A Sterkarm Handshake: How to Make One by Susan Price
It was birthday earlier this month.
Here's my birthday present from my younger brother and sister: Adam the ambulance worker and silver-smith-cartoonist and Patti, the cat-scan, x-ray and MRI scan operator, camera-woman and charming hostess.
There's an unexpected use of vinegar and hard-boiled eggs.
Creating the Sterkarm Badge
The pesky new posting board for Blogger won't, as far as I can find out, allow me to preview the video. If it won't play, follow this link:--
https://youtu.be/noTUQ42zNgw
Haven't managed to meet up with Adam and Patti yet but I'm delighted with my birthday present and look forward to being able to display my gratitude to the Sterkarm Riding Family whose reiving has kept me in whisky for a good many years.
Susan Price has won the Carnegie Medal, the Guardian Fiction Award and has twice been short-listed for the Whitbread.
Comments
(A wee footnote, any significance in the fact that Adam's left-handed?)
What a present!
Thanks also for the notes on the blog posting which is new to me.

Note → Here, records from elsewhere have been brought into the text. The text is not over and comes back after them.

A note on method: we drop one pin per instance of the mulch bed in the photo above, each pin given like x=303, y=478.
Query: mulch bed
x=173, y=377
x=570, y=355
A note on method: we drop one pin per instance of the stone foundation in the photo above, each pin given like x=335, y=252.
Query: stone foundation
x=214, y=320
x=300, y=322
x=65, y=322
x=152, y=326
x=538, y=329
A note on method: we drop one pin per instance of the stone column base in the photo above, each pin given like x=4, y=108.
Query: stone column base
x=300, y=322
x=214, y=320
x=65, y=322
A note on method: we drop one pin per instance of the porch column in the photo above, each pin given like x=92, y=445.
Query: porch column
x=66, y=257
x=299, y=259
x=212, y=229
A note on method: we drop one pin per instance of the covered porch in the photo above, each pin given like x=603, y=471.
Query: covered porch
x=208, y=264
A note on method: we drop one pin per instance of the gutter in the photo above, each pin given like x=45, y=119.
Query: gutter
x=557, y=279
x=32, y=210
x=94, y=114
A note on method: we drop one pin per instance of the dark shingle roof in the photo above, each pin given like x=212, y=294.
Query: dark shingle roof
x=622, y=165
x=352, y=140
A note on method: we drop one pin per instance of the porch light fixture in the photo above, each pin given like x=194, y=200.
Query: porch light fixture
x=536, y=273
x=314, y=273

Bill, there is a streak of left-handedness in my family. Adam and our paternal aunt are both strongly left-handed. I always regarded myself as right-handed, but was talking with a teacher who specialised in dyslexia and adult literacy and to my surprise, she told me that I qualified as ambidextrous because, she said, I often used my left hand simply because it happened to be nearer to the task or because my right hand was already in use. Strongly right-handed people, she said, don't do this.
It seems that left-handedness, dyslexia and ambidextrousness are often inherited and there is some mild dyslexia in my family too. -- A long-winded way of saying, yes, this is why I was attracted by the legend of the Kerrs being so left-handed that they built their castle stairs to wind the opposite way to everyone else.
xo
eden
What I want to know is, did he eat the eggs afterwards?